Spatial discretization of Cuntz algebras

TL;DR

This paper investigates a finite-dimensional approximation of the Cuntz algebra using the finite sections method, analyzing the structure, stability, and spectral properties of the resulting sequence algebra.

Contribution

It introduces a spatial discretization approach for the Cuntz algebra, establishing fractality and stability criteria for the associated sequence algebra.

Findings

Proves fractality of a restricted sequence algebra.

Provides a necessary and sufficient condition for sequence stability.

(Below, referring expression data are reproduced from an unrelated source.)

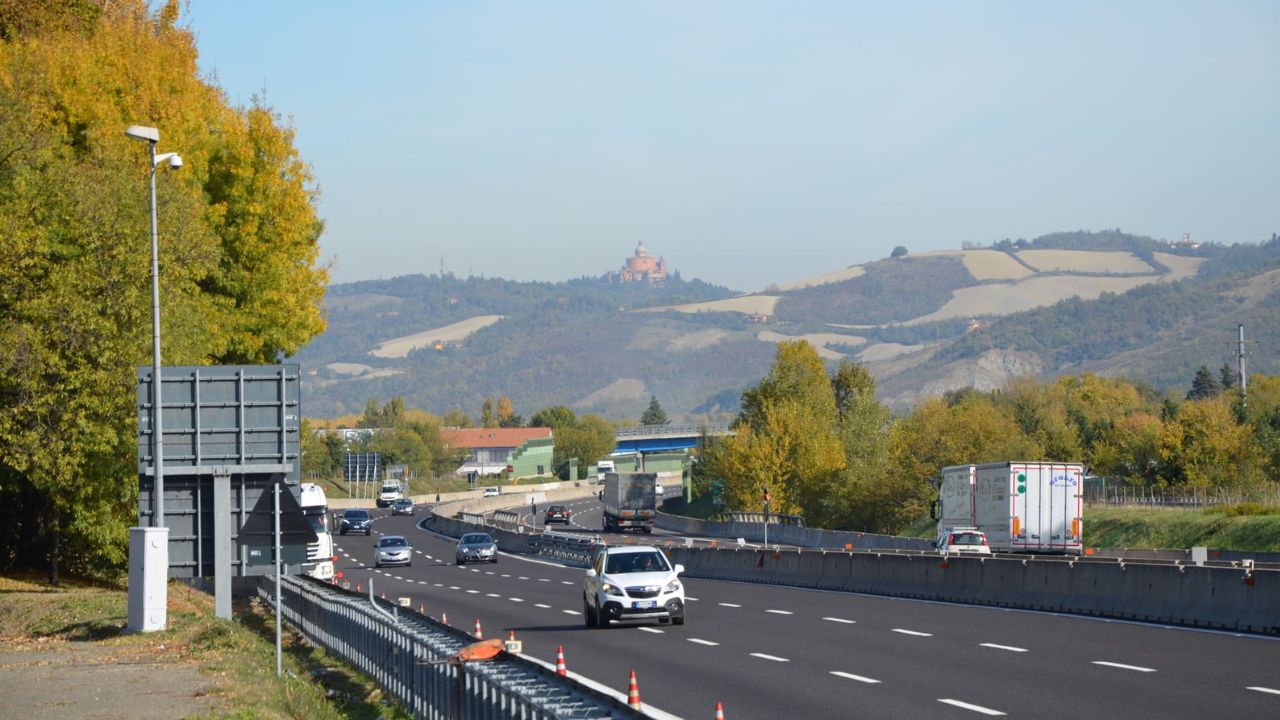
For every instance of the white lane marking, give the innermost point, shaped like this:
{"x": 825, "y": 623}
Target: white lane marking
{"x": 1009, "y": 647}
{"x": 851, "y": 677}
{"x": 1123, "y": 666}
{"x": 970, "y": 706}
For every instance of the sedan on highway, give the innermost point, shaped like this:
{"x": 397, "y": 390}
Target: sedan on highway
{"x": 476, "y": 547}
{"x": 355, "y": 520}
{"x": 393, "y": 550}
{"x": 632, "y": 583}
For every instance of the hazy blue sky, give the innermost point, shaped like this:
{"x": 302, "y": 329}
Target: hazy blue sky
{"x": 753, "y": 142}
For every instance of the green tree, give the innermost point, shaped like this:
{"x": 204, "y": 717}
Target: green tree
{"x": 238, "y": 256}
{"x": 654, "y": 414}
{"x": 1203, "y": 386}
{"x": 589, "y": 440}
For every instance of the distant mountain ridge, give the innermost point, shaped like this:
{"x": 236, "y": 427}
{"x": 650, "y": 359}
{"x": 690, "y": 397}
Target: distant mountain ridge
{"x": 1105, "y": 302}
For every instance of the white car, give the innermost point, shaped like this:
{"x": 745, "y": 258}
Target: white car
{"x": 963, "y": 541}
{"x": 632, "y": 583}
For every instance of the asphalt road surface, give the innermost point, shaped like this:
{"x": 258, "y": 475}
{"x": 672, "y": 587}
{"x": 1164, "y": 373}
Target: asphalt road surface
{"x": 772, "y": 652}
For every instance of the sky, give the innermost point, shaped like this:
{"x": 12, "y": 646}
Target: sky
{"x": 755, "y": 142}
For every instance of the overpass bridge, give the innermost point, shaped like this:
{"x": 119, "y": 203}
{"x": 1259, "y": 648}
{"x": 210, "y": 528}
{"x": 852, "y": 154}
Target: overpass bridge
{"x": 658, "y": 438}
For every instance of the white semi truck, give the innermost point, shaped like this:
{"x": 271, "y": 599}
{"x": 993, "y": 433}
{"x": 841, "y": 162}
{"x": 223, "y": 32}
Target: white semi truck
{"x": 320, "y": 556}
{"x": 1020, "y": 506}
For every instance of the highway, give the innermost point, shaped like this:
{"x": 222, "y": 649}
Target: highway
{"x": 771, "y": 652}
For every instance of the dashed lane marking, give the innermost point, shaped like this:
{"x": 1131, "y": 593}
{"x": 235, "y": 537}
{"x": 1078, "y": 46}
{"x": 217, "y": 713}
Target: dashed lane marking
{"x": 969, "y": 706}
{"x": 851, "y": 677}
{"x": 1123, "y": 666}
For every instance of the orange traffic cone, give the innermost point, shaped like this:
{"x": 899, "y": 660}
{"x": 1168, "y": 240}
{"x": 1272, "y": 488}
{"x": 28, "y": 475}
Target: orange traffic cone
{"x": 634, "y": 692}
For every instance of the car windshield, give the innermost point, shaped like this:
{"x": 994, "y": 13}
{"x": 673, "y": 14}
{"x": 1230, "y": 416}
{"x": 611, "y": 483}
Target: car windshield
{"x": 636, "y": 563}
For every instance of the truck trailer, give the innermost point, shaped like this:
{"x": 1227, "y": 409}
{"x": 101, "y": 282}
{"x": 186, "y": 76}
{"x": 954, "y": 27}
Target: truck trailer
{"x": 1020, "y": 506}
{"x": 629, "y": 501}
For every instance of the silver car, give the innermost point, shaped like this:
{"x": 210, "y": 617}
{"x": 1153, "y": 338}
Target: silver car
{"x": 476, "y": 547}
{"x": 393, "y": 550}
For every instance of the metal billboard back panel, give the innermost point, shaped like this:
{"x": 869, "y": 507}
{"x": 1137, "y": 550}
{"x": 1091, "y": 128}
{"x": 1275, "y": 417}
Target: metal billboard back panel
{"x": 225, "y": 418}
{"x": 231, "y": 432}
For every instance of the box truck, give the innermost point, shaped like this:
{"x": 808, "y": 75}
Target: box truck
{"x": 1020, "y": 506}
{"x": 629, "y": 501}
{"x": 320, "y": 556}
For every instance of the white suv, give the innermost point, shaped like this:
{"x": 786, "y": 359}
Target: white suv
{"x": 632, "y": 583}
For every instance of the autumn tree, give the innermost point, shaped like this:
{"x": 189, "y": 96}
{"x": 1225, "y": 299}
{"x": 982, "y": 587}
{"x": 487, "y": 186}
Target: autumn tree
{"x": 240, "y": 276}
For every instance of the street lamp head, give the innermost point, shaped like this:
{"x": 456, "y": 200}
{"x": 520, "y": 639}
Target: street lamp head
{"x": 174, "y": 159}
{"x": 142, "y": 132}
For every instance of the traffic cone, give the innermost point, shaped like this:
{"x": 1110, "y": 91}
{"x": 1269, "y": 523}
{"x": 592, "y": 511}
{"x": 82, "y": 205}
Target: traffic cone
{"x": 634, "y": 692}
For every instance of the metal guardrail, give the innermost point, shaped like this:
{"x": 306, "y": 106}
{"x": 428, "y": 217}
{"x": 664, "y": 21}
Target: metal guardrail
{"x": 577, "y": 550}
{"x": 410, "y": 656}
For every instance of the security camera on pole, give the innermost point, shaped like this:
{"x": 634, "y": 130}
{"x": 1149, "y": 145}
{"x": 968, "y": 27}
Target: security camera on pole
{"x": 149, "y": 547}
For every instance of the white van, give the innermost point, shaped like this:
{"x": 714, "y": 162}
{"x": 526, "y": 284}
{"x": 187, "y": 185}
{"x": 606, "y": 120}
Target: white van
{"x": 391, "y": 493}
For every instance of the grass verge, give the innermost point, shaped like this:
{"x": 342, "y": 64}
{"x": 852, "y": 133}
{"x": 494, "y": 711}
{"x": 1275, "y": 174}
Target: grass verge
{"x": 236, "y": 656}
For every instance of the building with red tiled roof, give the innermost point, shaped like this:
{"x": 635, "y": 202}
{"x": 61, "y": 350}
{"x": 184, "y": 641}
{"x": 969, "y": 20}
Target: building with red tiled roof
{"x": 528, "y": 451}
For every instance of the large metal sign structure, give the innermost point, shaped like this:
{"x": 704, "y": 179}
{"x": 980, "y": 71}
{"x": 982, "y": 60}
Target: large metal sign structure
{"x": 231, "y": 433}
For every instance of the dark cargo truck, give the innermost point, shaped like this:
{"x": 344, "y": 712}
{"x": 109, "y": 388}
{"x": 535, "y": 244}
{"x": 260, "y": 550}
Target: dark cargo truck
{"x": 629, "y": 501}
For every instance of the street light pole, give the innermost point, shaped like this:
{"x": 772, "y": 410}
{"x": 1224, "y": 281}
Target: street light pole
{"x": 149, "y": 547}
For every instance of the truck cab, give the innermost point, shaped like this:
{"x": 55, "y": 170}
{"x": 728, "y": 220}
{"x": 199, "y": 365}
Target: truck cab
{"x": 315, "y": 507}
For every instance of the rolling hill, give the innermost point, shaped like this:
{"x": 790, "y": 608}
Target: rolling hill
{"x": 1105, "y": 302}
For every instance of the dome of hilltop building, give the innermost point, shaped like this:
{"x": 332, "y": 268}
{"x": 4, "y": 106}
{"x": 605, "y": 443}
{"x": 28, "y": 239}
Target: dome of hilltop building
{"x": 641, "y": 267}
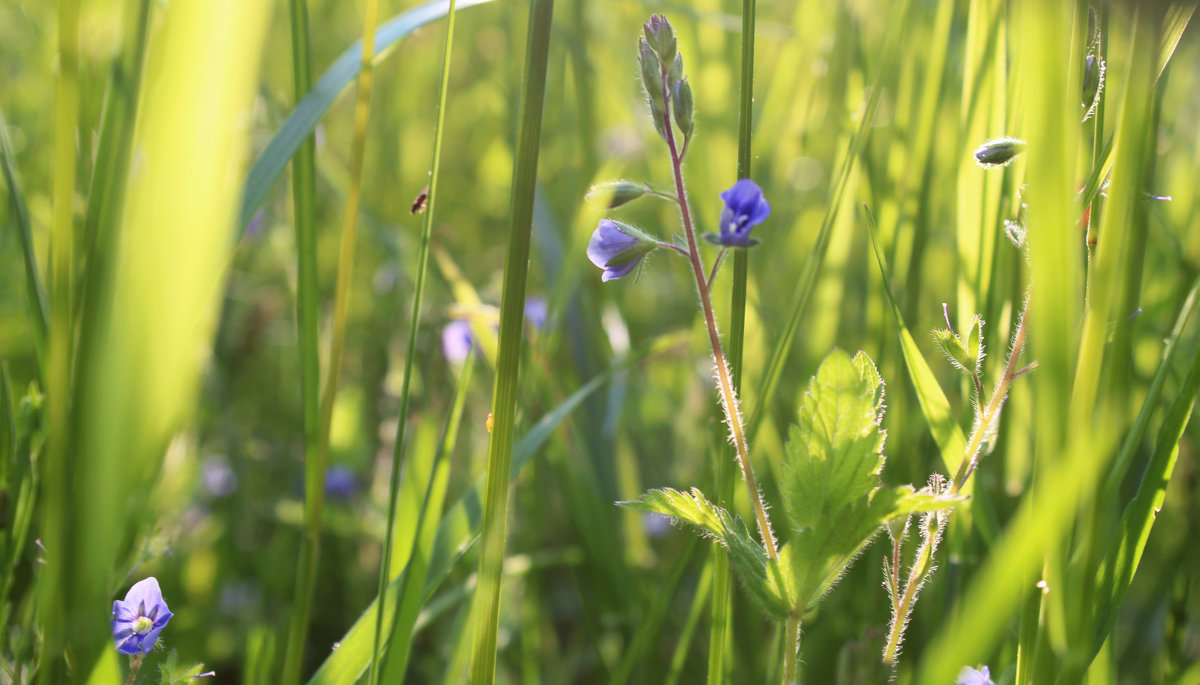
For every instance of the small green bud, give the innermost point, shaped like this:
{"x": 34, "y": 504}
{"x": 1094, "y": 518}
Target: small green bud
{"x": 1093, "y": 84}
{"x": 676, "y": 72}
{"x": 617, "y": 193}
{"x": 661, "y": 37}
{"x": 953, "y": 348}
{"x": 682, "y": 104}
{"x": 975, "y": 343}
{"x": 999, "y": 151}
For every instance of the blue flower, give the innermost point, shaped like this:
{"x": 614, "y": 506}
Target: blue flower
{"x": 744, "y": 209}
{"x": 139, "y": 619}
{"x": 340, "y": 482}
{"x": 971, "y": 677}
{"x": 456, "y": 341}
{"x": 618, "y": 248}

Analyzes spectral and pseudospectral approximations of Cuntz algebra elements.

Abstract

The (abstract) Cuntz algebra is generated by non-unitary isometries and has therefore no intrinsic finiteness properties. To approximate the elements of the Cuntz algebra by finite-dimensional objects, we thus consider a spatial discretization of this algebra by the finite sections method. For we represent the Cuntz algebra as a (concrete) algebra of operators on a Hilbert space and associate with each operator in this algebra the sequence of its finite sections. The goal of this paper is to examine the structure of the $C^*$-algebra which is generated by all sequences of this form. Our main results are the fractality of a suitable restriction of this sequence algebra and a necessary and sufficient criterion for the stability of sequences in the restricted algebra. These results are employed to study spectral and pseudospectral approximations of elements of the Cuntz algebra.